Wellness Tip: Eat your Weeds!
Ah, the sun is out, the grass and trees are finally green. What a blissful time to be outside, to garden and take care of a little patch of earth. Your perennials have woken up from their winter slumbers, and you’re getting your first crops in the ground. Things are verdant and glorious, and it is a wonder to be alive in the sunshine and fresh air and birdsong. It’s time to plant some annuals, mulch some garden beds, and, inevitably, deal with weeds.
Now, to be fair, a weed is nothing more than a plant that grows where you don’t want it to be growing. My oregano, for instance, is something that I remove weeds from in one section of my garden, and then it itself is a weed when it is encroaching on another plant’s turf. Many perfectly useful plants are pulled from garden beds and yards because they are in the wrong place. And that’s fine. When we landscape, we make choices about what plants we want where.
But those weeds don’t need to go to waste – in fact, many of them can be healthful and delicious. If you keep an organic yard (without using pesticides or chemical fertilizers) you should be on the lookout for some of these tasty spring treats to add a little wild and healthy flair to your cooking.
Stinging Nettle (Urtica dioica)
This prickly plant is a delicious, highly nutritive herb that is useful for building the blood and strengthening the body. It has been a spring food for centuries, believed to invigorate and cleanse. It does have little barbs, as shown, which can easily poke you and give you a little welt that itches for a bit.
The pain is brief and minimal, and there is some evidence that the pokes can be beneficial for the body – there was an ancient practice called urtification where people would flog themselves with nettles for relief from afflictions. We’re not suggesting you flog yourself, but don’t be nervous if you get a prick or two when you harvest these. Fortunately, when you steam the leaves for a few minutes, the prickers are deactivated and the nettles become this richly flavored vegetable. The texture may seem a little unusual at first, but the taste is so delicious, due to the high mineral content. You want to eat nettle, like many wild greens, before it flowers and goes to seed, so it generally is only considered very edible in the spring. A seasonal treat!
This super invasive plant happens to be super delicious! It is an early spring plant, and can be eaten as leaves or when flowering. It has a yummy pungent garlic flavor that I’ve heard makes a great pesto. Plus, as it talks about in this article, Garlic Mustard is a plant that you can harvest without any worries about sustainability. It is incredibly prolific, and indeed, by making a thorough harvest, you are helping the native plants in the ecosystem to ward off this invader. Sounds like a tasty plan!
Plantain (Plantago spp.)
We're not talking about the relative of the banana used in Caribbean and other cuisines. Plantain is a super common herb that, while very healthy, is generally not used as a vegetable per se. But this herb is a great powerhouse of healing. If you are pulling it from your pathways, for instance (plantains, like many “weeds”, like disturbed soil), dust the dirt off a couple leaves, pop them in your mouth and chew, swallowing the juice but spitting out the fibrous pulp after a while. Plantain juice is great for the gastrointestinal tract. It might also be a good plan to keep a couple plantain about, if you can– a chewed up plantain leaf is great first aid for bug bites and bee stings.
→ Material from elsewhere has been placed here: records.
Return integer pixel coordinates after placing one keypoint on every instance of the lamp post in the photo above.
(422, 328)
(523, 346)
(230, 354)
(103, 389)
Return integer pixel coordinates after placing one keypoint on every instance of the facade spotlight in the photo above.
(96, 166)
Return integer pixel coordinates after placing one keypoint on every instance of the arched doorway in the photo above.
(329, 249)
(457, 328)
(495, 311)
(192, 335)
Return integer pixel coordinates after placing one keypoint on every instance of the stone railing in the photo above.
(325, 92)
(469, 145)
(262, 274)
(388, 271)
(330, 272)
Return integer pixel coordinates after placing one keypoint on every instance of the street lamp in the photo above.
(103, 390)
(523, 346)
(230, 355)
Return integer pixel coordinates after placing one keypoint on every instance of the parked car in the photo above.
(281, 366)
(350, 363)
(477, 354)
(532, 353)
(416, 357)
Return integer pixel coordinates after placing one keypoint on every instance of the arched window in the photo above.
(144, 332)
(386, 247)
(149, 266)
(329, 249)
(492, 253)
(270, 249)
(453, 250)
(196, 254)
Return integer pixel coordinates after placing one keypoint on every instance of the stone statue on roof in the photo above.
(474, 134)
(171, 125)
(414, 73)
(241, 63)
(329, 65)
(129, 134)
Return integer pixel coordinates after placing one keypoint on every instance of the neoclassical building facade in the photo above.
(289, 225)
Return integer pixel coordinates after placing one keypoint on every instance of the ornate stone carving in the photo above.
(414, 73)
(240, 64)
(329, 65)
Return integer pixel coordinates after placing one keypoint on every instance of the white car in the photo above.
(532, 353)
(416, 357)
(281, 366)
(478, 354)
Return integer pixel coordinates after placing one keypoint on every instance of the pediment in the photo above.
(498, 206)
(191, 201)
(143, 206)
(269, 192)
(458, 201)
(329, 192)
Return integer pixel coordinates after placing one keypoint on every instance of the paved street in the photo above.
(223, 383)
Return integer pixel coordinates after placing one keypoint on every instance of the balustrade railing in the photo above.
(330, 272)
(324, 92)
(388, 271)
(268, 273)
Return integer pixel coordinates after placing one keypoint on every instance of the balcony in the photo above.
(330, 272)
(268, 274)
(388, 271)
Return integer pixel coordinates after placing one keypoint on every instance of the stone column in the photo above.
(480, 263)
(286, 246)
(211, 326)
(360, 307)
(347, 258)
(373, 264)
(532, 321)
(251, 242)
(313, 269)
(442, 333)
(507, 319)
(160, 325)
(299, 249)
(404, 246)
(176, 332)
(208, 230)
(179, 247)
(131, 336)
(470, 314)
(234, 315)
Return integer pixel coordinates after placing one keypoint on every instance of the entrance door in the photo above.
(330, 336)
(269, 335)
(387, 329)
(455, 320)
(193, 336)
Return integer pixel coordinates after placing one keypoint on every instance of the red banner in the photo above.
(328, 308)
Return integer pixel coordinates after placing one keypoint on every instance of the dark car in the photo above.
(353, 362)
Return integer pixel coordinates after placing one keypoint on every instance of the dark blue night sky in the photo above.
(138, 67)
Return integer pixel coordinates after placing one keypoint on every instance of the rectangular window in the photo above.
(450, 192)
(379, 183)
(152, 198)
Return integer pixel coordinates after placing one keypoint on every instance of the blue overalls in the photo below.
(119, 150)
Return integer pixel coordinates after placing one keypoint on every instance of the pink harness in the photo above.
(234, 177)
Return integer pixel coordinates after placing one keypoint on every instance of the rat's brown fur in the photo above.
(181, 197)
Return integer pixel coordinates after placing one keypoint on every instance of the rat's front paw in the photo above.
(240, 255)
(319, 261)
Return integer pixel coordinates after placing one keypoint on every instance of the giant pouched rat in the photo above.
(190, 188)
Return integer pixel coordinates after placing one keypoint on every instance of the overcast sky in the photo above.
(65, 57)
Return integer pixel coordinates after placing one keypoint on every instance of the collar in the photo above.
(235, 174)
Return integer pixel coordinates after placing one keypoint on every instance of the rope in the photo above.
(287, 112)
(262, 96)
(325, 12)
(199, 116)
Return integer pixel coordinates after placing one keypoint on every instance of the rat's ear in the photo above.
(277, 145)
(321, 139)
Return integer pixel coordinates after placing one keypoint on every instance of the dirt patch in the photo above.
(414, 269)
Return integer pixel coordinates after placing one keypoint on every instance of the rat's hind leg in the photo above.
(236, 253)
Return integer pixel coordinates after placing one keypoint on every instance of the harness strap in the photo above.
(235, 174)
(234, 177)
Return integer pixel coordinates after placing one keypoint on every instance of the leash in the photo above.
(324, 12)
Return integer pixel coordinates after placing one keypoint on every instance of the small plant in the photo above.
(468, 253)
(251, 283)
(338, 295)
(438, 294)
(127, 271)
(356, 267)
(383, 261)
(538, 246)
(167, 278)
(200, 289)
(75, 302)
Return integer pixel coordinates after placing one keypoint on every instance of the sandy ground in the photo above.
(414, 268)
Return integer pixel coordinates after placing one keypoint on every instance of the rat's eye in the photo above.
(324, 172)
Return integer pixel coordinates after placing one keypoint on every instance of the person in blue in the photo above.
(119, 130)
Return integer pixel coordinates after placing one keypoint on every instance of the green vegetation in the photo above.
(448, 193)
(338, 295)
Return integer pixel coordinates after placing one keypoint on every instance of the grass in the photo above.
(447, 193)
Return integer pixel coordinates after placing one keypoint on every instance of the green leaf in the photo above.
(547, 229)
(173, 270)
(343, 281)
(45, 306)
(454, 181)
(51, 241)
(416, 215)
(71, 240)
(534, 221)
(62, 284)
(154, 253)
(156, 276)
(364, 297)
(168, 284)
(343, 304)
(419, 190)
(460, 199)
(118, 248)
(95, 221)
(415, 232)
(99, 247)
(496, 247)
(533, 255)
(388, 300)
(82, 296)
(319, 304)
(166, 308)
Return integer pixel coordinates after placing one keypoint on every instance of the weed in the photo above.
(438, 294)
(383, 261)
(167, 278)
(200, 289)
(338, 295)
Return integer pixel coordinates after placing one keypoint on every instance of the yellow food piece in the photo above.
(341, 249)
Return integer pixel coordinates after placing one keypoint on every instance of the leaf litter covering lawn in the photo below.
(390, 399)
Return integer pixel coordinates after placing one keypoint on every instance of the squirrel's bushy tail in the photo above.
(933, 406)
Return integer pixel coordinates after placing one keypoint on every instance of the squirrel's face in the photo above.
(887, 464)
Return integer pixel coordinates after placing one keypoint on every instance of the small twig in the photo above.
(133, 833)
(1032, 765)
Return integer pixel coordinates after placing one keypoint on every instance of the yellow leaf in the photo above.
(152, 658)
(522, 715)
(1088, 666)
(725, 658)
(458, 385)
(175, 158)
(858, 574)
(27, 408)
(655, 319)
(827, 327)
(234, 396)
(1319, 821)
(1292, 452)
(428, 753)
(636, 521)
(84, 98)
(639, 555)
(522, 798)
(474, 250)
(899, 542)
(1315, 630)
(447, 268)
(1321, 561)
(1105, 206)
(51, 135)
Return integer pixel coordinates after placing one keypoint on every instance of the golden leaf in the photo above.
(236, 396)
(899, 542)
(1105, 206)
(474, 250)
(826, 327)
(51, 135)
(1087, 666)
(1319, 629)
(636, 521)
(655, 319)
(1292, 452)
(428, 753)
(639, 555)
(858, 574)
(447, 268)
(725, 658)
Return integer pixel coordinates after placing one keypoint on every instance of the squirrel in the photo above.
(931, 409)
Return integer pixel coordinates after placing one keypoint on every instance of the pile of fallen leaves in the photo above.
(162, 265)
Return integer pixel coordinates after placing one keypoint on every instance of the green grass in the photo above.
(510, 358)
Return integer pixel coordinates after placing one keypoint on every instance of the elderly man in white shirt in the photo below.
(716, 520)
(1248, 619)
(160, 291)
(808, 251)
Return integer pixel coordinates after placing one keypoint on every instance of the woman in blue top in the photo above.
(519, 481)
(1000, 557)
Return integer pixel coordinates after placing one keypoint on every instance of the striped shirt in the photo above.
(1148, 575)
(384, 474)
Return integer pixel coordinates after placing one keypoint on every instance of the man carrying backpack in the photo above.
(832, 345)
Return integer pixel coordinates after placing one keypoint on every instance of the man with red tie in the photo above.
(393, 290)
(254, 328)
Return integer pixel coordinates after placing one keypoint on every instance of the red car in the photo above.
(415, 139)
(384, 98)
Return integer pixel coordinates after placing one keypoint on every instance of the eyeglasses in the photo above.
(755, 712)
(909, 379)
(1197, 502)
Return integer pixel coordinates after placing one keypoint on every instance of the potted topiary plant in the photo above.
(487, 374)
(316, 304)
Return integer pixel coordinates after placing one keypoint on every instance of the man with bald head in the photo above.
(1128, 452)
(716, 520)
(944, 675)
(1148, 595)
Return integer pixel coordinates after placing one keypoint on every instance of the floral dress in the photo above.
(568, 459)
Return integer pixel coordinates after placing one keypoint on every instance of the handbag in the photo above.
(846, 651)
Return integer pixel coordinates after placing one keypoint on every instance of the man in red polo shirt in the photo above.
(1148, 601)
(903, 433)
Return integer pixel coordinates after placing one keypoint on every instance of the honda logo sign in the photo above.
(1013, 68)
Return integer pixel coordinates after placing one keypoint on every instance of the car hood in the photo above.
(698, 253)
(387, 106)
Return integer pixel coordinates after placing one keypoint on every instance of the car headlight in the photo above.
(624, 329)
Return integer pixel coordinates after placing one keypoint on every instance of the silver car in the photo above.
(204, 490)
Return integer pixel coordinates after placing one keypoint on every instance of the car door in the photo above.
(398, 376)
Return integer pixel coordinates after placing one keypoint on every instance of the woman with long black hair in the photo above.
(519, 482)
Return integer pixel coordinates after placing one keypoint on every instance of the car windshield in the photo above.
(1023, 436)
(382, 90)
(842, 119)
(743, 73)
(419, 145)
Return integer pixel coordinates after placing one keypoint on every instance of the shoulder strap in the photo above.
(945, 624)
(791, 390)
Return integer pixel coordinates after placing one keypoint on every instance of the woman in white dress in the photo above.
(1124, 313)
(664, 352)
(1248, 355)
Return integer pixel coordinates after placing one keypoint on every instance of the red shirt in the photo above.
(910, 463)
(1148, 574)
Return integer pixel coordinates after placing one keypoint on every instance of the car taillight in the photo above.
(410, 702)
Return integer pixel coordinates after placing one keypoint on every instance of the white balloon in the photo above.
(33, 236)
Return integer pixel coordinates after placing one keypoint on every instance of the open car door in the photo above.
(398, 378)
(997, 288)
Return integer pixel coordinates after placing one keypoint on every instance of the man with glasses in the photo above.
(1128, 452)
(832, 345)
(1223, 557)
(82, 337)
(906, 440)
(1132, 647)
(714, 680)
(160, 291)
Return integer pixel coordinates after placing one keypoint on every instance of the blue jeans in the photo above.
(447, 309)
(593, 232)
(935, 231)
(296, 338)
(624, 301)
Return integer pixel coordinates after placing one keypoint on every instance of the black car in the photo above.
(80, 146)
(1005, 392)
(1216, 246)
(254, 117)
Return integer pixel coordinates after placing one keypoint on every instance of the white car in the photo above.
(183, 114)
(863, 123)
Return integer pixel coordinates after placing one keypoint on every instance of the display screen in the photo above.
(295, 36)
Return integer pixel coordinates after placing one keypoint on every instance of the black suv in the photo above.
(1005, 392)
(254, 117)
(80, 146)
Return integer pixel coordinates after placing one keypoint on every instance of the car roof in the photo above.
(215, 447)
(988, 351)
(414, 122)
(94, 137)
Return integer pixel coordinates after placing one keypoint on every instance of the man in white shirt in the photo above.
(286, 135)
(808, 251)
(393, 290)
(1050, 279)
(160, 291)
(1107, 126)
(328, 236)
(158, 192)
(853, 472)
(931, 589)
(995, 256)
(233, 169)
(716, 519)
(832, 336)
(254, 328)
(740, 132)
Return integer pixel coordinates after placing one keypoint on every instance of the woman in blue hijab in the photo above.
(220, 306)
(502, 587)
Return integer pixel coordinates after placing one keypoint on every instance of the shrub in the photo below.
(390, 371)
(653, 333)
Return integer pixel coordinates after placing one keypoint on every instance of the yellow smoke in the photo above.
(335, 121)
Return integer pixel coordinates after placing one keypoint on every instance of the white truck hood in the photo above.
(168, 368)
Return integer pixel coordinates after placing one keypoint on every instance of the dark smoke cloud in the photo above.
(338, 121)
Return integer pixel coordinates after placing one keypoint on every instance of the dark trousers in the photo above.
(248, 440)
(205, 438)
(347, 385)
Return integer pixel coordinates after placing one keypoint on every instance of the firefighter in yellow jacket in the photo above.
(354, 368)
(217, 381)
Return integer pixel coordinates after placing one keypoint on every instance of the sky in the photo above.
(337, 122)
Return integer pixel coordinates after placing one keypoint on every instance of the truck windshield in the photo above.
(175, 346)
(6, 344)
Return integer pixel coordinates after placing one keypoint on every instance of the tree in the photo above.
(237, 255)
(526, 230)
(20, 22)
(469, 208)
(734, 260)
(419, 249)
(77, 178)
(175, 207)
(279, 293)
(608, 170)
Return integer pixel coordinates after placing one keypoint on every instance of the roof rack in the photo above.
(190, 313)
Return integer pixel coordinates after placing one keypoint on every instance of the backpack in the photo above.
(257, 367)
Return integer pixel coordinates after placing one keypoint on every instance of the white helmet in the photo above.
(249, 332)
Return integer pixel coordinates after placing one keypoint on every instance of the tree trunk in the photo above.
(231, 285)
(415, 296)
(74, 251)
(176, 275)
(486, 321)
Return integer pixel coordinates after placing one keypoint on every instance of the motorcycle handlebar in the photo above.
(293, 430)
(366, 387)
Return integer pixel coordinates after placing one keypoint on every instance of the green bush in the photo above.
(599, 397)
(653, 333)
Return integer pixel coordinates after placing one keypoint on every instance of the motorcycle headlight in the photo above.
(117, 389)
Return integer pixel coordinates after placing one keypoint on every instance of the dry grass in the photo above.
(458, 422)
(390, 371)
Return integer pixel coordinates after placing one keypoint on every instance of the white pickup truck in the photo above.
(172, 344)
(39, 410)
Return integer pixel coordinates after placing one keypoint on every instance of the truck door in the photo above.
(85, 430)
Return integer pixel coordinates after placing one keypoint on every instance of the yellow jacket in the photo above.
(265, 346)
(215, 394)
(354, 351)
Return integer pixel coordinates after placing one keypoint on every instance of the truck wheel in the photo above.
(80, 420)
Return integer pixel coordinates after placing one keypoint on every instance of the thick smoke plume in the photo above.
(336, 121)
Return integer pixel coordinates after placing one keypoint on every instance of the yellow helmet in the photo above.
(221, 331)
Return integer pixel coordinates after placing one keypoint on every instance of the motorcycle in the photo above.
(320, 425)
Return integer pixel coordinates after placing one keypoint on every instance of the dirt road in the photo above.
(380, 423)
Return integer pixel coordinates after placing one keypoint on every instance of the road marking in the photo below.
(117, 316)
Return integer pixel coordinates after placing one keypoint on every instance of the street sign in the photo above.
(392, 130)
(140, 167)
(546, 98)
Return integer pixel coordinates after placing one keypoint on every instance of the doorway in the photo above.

Dandelion (Taraxacum officionale)
This sunny yellow flower is cheerful and abundant – and useful in many ways. The easiest way to use dandelion is to eat the young spring leaves sprinkled in a salad. By eating them young, they are more tender and less bitter than when they are bigger. The flowers can be collected and used to make dandelion wine, or eaten as well (avoiding the bitter green base of the flower). The roots can be dug and tinctured (preserved in alcohol) or dried. Dandelion root is a good support herb for the liver, gallbladder and kidneys.
Other common “weeds” you might have around that are secretly useful plants include purslane, oxalis, sheep sorrel, and burdock. Always make sure to use an identification guide or ask someone knowledgeable if you are unsure of what these plants look like.
Learn about the green allies that surround you, and then go forth confidently to reap their benefits instead of just tossing them in the compost. Once you have made their acquaintance, these “weeds” might just become friends you look forward to each spring - yet another way that we can connect to this amazing planet of ours.